In a dissenting opinion Judges Cremona, Thor Vilhjalmsson, Walsh, Macdonald, Bernhardt, De Meyer, Martens, Foighel and Morenilla considered:

(1) that protection under the ECHR would be meaningless if a state could extradite or expel someone without the prior possibility of clarifying the consequences;

(2) that the procedural guarantees in Art 25 presupposes the individual's opportunity to have an application considered more closely by the ECHR organs and to have his rights finally protected if necessary;

(3) that, while the lodging of an application does not automatically prevent consideration of whether to enforce a decision to expel or extradite, an indication under r36 gives the government the assurance that the application is of great importance and will be investigated speedily and it is, therefore, binding as the only means to protect the applicant from a possible violation causing irreparable harm;

(4) that the fact that C V was not tortured and could take the necessary steps before the ECHR organs is not relevant as the critical date was that of his expulsion when a grave violation of human rights could not be excluded and the Commission had indicated that closer examination appeared necessary; and

(5) that the expulsion after the r36 indication was incompatible with Art 25.

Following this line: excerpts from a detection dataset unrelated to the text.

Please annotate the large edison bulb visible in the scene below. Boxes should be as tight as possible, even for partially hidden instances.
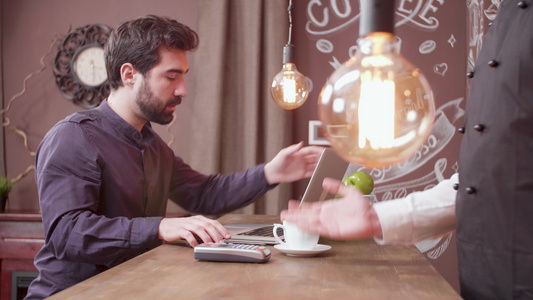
[318,32,435,168]
[270,63,309,110]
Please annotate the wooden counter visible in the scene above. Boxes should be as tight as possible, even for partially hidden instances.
[0,211,44,300]
[49,215,461,300]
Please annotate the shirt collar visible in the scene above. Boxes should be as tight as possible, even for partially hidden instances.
[96,99,154,150]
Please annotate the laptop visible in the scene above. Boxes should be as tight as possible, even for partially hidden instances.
[224,148,349,245]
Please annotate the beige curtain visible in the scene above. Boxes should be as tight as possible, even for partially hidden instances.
[190,0,292,215]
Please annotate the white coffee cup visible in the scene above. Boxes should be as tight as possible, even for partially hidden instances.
[274,221,319,250]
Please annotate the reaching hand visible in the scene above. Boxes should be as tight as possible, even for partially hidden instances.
[159,216,231,247]
[265,142,324,184]
[281,178,381,240]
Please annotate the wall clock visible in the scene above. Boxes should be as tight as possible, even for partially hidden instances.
[53,24,111,108]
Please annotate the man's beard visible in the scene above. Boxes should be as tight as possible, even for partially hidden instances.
[135,80,181,125]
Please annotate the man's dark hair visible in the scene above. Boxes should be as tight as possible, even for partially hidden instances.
[105,15,199,89]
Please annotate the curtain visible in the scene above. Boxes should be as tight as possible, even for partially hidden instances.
[190,0,292,215]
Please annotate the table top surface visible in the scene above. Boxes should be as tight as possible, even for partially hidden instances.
[49,215,461,300]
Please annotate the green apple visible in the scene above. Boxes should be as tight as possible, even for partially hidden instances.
[343,171,374,195]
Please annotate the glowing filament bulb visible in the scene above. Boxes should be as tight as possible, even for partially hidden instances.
[358,76,394,149]
[283,78,296,104]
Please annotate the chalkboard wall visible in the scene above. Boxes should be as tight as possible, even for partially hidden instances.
[292,0,501,289]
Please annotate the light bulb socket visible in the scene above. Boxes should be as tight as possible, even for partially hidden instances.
[359,0,396,37]
[283,44,294,64]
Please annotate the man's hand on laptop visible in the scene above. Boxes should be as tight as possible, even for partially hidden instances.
[159,216,231,247]
[265,142,324,184]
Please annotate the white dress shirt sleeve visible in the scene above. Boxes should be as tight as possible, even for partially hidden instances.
[374,173,459,245]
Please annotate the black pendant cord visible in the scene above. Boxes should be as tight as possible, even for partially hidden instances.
[283,0,294,64]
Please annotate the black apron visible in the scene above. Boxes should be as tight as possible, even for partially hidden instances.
[456,0,533,300]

In a separate opinion Judge De Meyer considered that there was a violation of Art 3 in that there were grounds for believing that C V's expulsion to Chile was likely to expose him to a real risk of being subjected to torture or inhuman or degrading treatment or punishment.

[Adapted from  INTERIGHTS summary, with permission]

"84. In the present case the first applicant was considered to be suffering from a post-traumatic stress disorder prior to his expulsion and his mental health appeared to deteriorate following his return to Chile (see paragraphs 27 and 44 above). However, it results from the finding in paragraph 82 that no substantial basis has been shown for his fears. Accordingly the Court does not consider that the first applicant’s expulsion exceeded the threshold set by Article 3 (art. 3)." Paragraph 84.

88. As noted by both the Government and the Commission, the expulsion of all three applicants was ordered by the Swedish Government but the second and third applicants went into hiding and have so remained in order to evade enforcement of the order (see paragraph 33 above). Moreover, the evidence adduced does not show that there were obstacles to establishing family life in their home country (see, mutatis mutandis, the Abdulaziz, Cabales and Balkandali judgment of 28 May 1985, Series A no. 94, p. 34, § 68). The Court refers in this respect to its finding concerning the applicants’ complaints under Article 3 (art. 3) (see paragraph 86 above). In these circumstances responsibility for the resulting separation of the family cannot be imputed to Sweden.

89. Accordingly there has been no "lack of respect" for the applicants’ family life in breach of Article 8 (art. 8)." Paragraphs 88-89.